Frequently Asked Questions (FAQs) about IBD Mouse Models
What is IBD?
Inflammatory bowel disease (IBD) refers to a group of chronic inflammatory diseases affecting the gastrointestinal (GI) tract. IBDs are classified into two major categories based on location of the GI tract being affected: ulcerative colitis (UC) mostly affects the colon and rectum, while Crohn’s disease (CD) can affect the entire GI tract1.
(1) Christopher McDowell & al Inflammatory Bowel Disease (IBD) - https://www.ncbi.nlm.nih.gov/books/NBK470312/
What is an IBD Mouse Model?
IBD mouse models are in vivo preclinical models that capture IBD characteristics and pathology features for preclinical research and drug development.
Which IBD mouse model should I use to assess the efficacy of my therapeutic?
The IBD mouse model selection depends on the target of your therapy and stage of disease at which you aim to intervene. For example, some models are innate cell-driven whereas others are driven by T cells. Only some models can resolve; therefore, one can assess repair in these, but not in other models.
What endpoints do you measure in your models?
We measure in-life clinical scores to demonstrate efficacy. Endpoints can include histology, cytokine multiplexing within the colon tissue, flow cytometric analysis of the lamina propria, IEL, draining lymph node and spleen compartments to determine the immune cell subsets present, and characterized expression of effector molecules.
Can in vitro assays help with in vivo model selection?
In vitro assays using primary human blood cells from healthy donors can elucidate mechanism of action if you are modulating cell behavior in the expected way. Assays can be customized to fit your needs, though available assays include T cell assays, dendritic cell and macrophage assays, and neutrophil assays. These can be complex multicellular assays or more simple assays. In addition, epithelial barrier assays can be run with co-culture of anaerobic bacteria and addition of immune cell subsets.
What is the microbiome?
The microbiome is composed of the bacteria, fungi, protozoa, and viruses that live on and inside the human body. Our gut, particularly the large intestine, is colonized by a huge and diverse microbiome. The number of genes in one person’s microbiome is 200 times the number of genes in the human genome2. In addition to engaging in cross-talk, the bacteria in the microbiome regulate our immune system and epithelial barrier layer and help protect against pathogens.
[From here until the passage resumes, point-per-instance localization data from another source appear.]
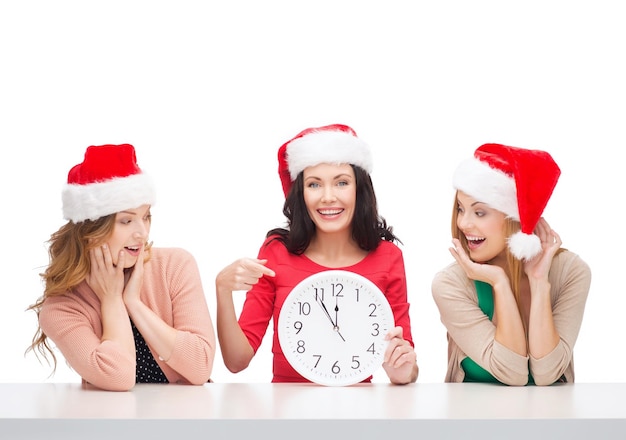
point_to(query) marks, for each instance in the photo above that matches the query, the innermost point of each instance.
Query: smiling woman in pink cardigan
(513, 301)
(119, 310)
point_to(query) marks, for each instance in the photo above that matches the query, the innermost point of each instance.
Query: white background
(208, 91)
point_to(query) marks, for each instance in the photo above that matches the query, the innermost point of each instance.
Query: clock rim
(307, 281)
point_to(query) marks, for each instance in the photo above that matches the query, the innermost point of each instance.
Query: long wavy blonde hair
(68, 250)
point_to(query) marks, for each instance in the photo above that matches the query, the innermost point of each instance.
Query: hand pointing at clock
(400, 359)
(242, 274)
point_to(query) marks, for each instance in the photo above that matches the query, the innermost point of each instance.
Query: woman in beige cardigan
(513, 301)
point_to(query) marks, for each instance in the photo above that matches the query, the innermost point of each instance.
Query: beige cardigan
(471, 333)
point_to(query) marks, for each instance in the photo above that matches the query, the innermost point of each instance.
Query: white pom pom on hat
(516, 181)
(335, 143)
(108, 181)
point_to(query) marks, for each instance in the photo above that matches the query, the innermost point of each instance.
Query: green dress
(473, 371)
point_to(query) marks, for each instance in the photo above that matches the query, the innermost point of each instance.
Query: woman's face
(130, 234)
(330, 196)
(482, 226)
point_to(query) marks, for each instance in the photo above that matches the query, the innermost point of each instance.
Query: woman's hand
(400, 361)
(488, 273)
(242, 274)
(135, 281)
(539, 266)
(104, 278)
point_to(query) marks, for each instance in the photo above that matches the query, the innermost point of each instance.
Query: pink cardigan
(172, 288)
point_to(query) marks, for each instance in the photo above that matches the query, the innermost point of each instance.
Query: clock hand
(321, 303)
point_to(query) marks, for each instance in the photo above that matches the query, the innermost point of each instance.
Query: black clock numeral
(337, 289)
(298, 326)
(335, 368)
(319, 357)
(355, 363)
(373, 312)
(300, 348)
(376, 330)
(304, 308)
(319, 293)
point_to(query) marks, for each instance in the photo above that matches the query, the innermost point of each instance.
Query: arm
(173, 315)
(471, 330)
(509, 328)
(240, 275)
(559, 288)
(400, 362)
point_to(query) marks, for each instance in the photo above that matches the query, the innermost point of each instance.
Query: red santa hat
(515, 181)
(334, 143)
(106, 182)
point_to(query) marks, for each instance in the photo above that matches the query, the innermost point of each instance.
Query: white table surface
(299, 411)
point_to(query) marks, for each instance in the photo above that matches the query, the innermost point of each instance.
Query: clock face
(332, 327)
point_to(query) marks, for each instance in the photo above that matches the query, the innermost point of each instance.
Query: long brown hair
(68, 251)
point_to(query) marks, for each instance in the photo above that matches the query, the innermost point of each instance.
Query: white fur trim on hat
(95, 200)
(487, 185)
(524, 246)
(327, 147)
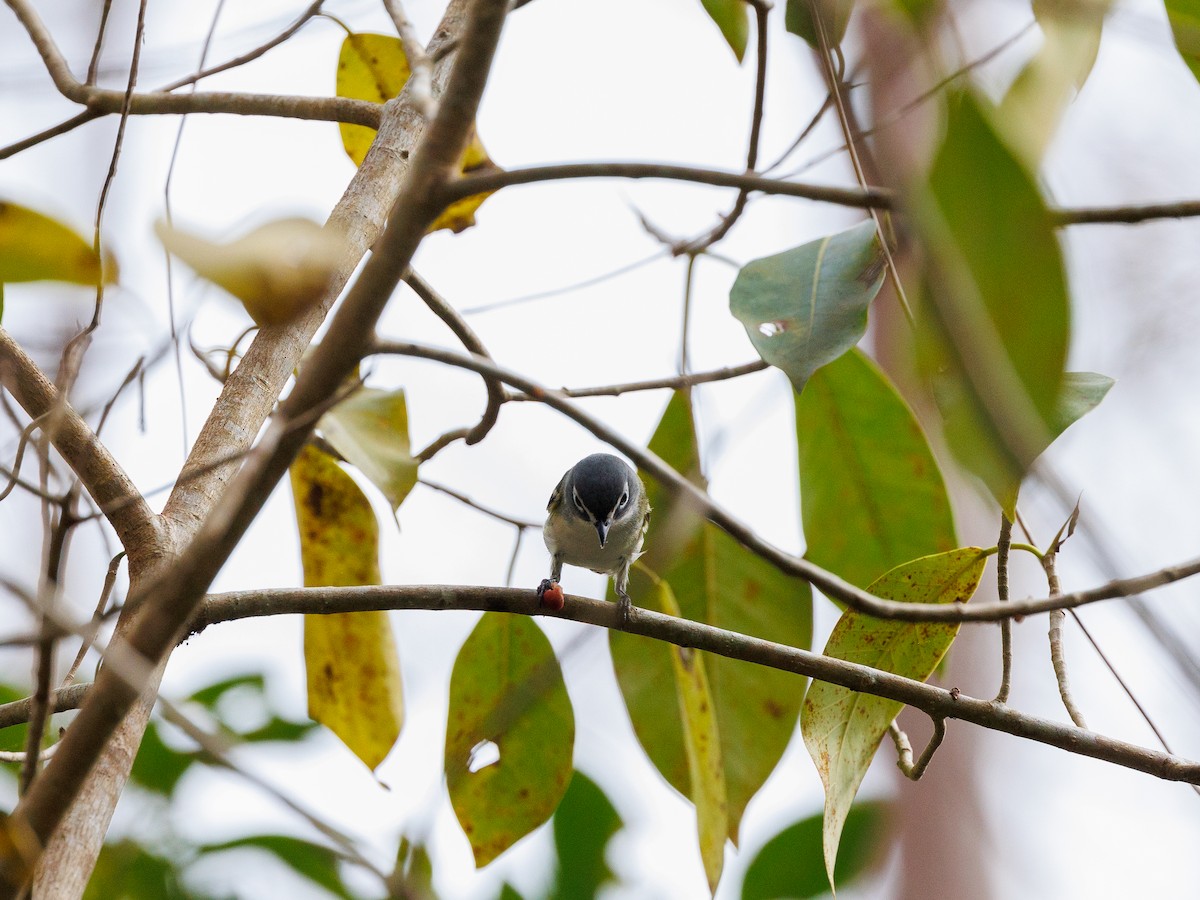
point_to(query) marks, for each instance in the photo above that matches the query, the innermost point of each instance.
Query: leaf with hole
(507, 695)
(871, 495)
(807, 306)
(714, 580)
(351, 659)
(843, 729)
(370, 430)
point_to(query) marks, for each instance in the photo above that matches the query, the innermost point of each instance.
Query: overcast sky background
(635, 81)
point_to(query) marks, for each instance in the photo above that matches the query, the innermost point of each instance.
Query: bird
(597, 519)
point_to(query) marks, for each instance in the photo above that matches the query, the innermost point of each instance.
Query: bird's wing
(556, 496)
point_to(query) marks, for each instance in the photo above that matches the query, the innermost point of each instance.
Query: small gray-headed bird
(597, 520)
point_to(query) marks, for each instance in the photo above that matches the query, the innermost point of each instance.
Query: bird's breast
(577, 544)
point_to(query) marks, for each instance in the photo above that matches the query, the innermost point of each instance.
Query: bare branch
(468, 185)
(827, 582)
(465, 333)
(936, 702)
(99, 100)
(114, 492)
(165, 604)
(671, 382)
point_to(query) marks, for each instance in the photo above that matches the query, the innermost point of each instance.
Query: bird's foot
(625, 607)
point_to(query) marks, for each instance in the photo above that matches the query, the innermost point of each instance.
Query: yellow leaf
(703, 748)
(277, 270)
(354, 684)
(36, 247)
(370, 430)
(373, 67)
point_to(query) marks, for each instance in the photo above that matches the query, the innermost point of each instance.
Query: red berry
(552, 598)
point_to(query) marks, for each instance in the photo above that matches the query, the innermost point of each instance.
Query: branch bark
(246, 400)
(937, 702)
(825, 581)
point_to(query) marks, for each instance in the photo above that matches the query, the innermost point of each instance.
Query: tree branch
(162, 606)
(136, 525)
(825, 581)
(468, 185)
(99, 100)
(934, 701)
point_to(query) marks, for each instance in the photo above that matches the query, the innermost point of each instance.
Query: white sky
(627, 81)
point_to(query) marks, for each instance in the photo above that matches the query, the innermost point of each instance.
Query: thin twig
(565, 289)
(466, 334)
(671, 382)
(94, 65)
(913, 771)
(303, 19)
(520, 523)
(833, 81)
(166, 603)
(1003, 544)
(489, 181)
(97, 618)
(730, 219)
(1056, 654)
(420, 66)
(827, 582)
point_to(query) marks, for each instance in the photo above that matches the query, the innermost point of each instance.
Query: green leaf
(413, 877)
(370, 430)
(834, 15)
(13, 738)
(733, 18)
(871, 495)
(1038, 97)
(310, 861)
(159, 767)
(125, 870)
(351, 660)
(507, 689)
(1185, 18)
(36, 247)
(714, 580)
(1081, 393)
(585, 823)
(702, 747)
(996, 341)
(843, 729)
(790, 863)
(807, 306)
(211, 695)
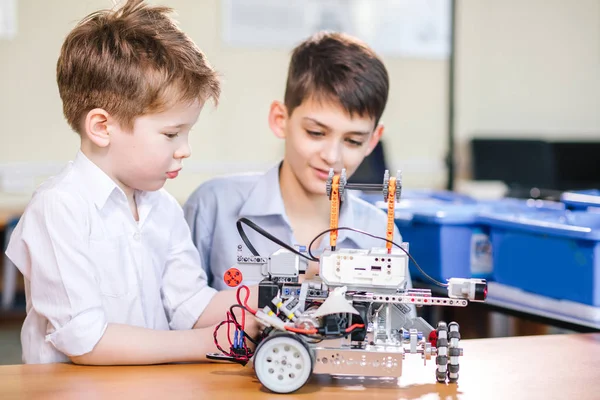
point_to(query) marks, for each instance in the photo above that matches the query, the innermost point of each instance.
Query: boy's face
(144, 157)
(322, 135)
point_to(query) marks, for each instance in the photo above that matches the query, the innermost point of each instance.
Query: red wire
(245, 303)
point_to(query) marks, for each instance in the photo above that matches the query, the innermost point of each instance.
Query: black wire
(266, 234)
(344, 228)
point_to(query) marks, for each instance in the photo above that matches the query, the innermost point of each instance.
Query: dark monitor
(577, 165)
(522, 163)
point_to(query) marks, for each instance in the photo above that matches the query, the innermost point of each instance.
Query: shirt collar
(99, 185)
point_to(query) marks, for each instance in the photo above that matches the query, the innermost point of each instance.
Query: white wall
(523, 66)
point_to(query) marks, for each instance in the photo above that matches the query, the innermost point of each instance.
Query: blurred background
(488, 98)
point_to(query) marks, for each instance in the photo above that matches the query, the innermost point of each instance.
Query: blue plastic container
(551, 253)
(421, 195)
(439, 237)
(581, 200)
(448, 239)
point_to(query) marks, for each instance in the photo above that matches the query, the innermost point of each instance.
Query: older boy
(112, 276)
(336, 91)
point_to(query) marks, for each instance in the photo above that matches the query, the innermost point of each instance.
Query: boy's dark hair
(334, 66)
(131, 61)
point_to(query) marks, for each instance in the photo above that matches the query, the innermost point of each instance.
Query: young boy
(336, 92)
(112, 275)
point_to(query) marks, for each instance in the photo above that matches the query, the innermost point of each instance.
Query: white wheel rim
(282, 364)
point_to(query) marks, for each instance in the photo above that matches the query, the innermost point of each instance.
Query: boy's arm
(132, 345)
(50, 246)
(201, 229)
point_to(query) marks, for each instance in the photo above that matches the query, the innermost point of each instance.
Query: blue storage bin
(513, 205)
(442, 239)
(449, 240)
(551, 253)
(580, 200)
(420, 196)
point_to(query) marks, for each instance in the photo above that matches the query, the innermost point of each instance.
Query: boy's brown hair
(337, 67)
(130, 61)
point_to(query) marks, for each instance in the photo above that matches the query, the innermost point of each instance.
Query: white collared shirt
(87, 263)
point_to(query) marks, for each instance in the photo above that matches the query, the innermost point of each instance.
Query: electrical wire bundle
(238, 348)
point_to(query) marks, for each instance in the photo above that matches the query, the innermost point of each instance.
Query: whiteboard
(402, 28)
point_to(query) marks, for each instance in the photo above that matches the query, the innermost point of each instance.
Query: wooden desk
(534, 367)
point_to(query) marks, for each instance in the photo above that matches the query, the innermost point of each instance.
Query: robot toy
(355, 318)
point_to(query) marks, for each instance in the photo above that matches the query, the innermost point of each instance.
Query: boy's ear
(96, 127)
(278, 117)
(375, 137)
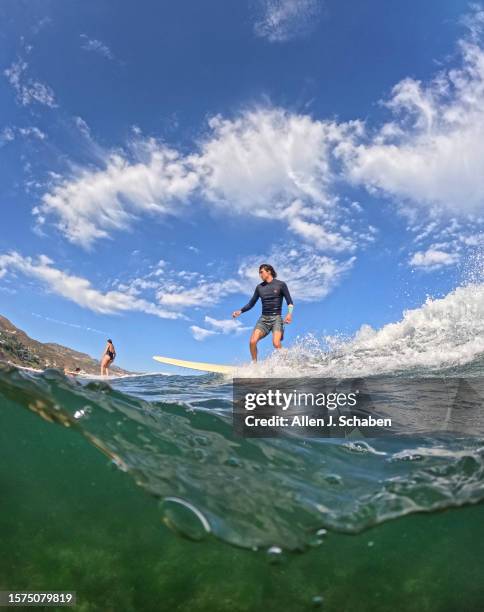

(2) Andrew B. Shreiner and al. The gut microbiome in health and in disease - https://www.ncbi.nlm.nih.gov/pmc/articles/PMC4290017/
What is a translational drug discovery program?
Translational research seeks to produce more meaningful, applicable results that directly benefit human health. The goal of translational research is to translate discoveries more quickly and efficiently into clinic. This can be accomplished with disease-relevant models that accurately reflect the human condition.